Before telling the parable about fig trees and fruit bearing, Jesus invites his listeners to repent, in the plural. Meaning that repentance in this story is a group activity. How many of you like homework that are group projects? Me neither. Too much unpredictability when a grade is on the line. But here is Jesus, using the plural of repent and assigning a group project. Some Jesus followers took him at his word, named the group project of repentance and called it Lent. Lent can’t just be about love…can it?
Repentance means to change our minds, to change our thinking. Changing our thinking does not mean 100% agreement. But putting our minds together, repenting together, can lead to deep discernment of what it means that God is love and THAT repentance, discernment, and love can transform the world. It can’t just be about love…can it?
The mystery of God is voluminous, unknowable it it’s totality. Thank God that Jesus was given as the shorter, Spark Notes version of God. Jesus is the summary of God’s love. The Bible stories of Jesus’ earliest followers are part of the group project. What is God’s love? Jesus. Jesus bridges the gap created by our self-preservation through hoarding prosperity, power, and protection.
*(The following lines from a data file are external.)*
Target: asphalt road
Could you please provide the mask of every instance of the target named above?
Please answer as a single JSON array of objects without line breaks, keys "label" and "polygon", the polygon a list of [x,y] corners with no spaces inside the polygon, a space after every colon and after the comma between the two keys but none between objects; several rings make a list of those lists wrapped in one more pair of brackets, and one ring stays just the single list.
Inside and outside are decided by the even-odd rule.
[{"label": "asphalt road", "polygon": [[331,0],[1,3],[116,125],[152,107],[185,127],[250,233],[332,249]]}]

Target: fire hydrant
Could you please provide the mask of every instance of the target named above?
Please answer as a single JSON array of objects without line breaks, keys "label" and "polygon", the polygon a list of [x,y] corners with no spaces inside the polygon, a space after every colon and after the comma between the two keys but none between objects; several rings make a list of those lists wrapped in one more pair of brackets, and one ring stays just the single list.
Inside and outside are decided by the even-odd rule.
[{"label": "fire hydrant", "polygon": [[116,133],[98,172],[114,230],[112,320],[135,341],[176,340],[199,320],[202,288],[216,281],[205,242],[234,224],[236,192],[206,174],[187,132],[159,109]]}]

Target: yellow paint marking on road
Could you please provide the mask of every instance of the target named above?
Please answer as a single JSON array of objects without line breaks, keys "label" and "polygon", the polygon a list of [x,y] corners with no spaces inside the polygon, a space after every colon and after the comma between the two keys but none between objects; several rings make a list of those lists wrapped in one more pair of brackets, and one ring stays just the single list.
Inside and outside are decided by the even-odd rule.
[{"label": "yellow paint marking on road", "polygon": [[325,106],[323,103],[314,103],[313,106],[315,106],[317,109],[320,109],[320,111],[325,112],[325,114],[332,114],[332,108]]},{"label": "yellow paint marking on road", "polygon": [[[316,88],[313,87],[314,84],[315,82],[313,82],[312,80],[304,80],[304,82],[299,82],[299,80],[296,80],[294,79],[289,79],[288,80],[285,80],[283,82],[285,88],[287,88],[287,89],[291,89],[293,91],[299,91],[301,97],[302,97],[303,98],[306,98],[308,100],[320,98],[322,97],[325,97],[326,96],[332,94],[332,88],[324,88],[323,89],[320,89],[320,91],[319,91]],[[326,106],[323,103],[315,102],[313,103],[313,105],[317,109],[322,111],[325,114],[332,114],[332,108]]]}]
Self-preservation over and against our neighbors, also known as sin, is the opposite of fruit-bearing and looks nothing like love.
1 John reminds us that Jesus reveals God’s love so that we might live. Jesus is called the “atoning sacrifice,” but he isn’t payment to an angry God or a hungry devil. That’s just divine child abuse. It’s not love. Oh no, Jesus is not payment. Jesus is a revelation to a world, to a people, to us, that needed to be loved and shown how to love. Taking violence into himself on the cross, transforming death through self-sacrifice, and revealing the depth of divine love, Jesus shows us that God’s judgement of the living and the dead clarifies where we fall short in loving God, self, and neighbor. Judgement is neither condemnation nor punishment. Judgement is a call to love, a restoration of love – restoration not retribution.
1 John tells us that there is nothing to fear because there is no punishment – “Perfect love casts out fear.” The word “perfect” in 1 John is perhaps better translated as “complete,” as in “God’s love is made complete in us.” Whatever God’s reasons are, God, who is love, “…first loved us,” and God’s love is made complete. “In this is love, not that we loved God but that God loved us…”
We love you God. Thank you for loving us first. Amen.
 Listen to “There is a Longing in our Hearts” by Anne Quigley’s here: https://www.youtube.com/watch?v=gP9BBz6fRkk
 Jeremy L. Williams, Assistant Professor of New Testament, Brite Divinity School at Texas Christian University, Forth Worth, TX. Commentary on Luke 13:1-9 for https://www.workingpreacher.org/commentaries/revised-common-lectionary/third-sunday-in-lent-3/commentary-on-luke-131-9-5
 Williams, ibid. Dr. Williams highlights these passages in Luke in his commentary.
 Cliff Notes and Spark Notes are similar. They’re the easy, incomplete summary of a full book or area of study.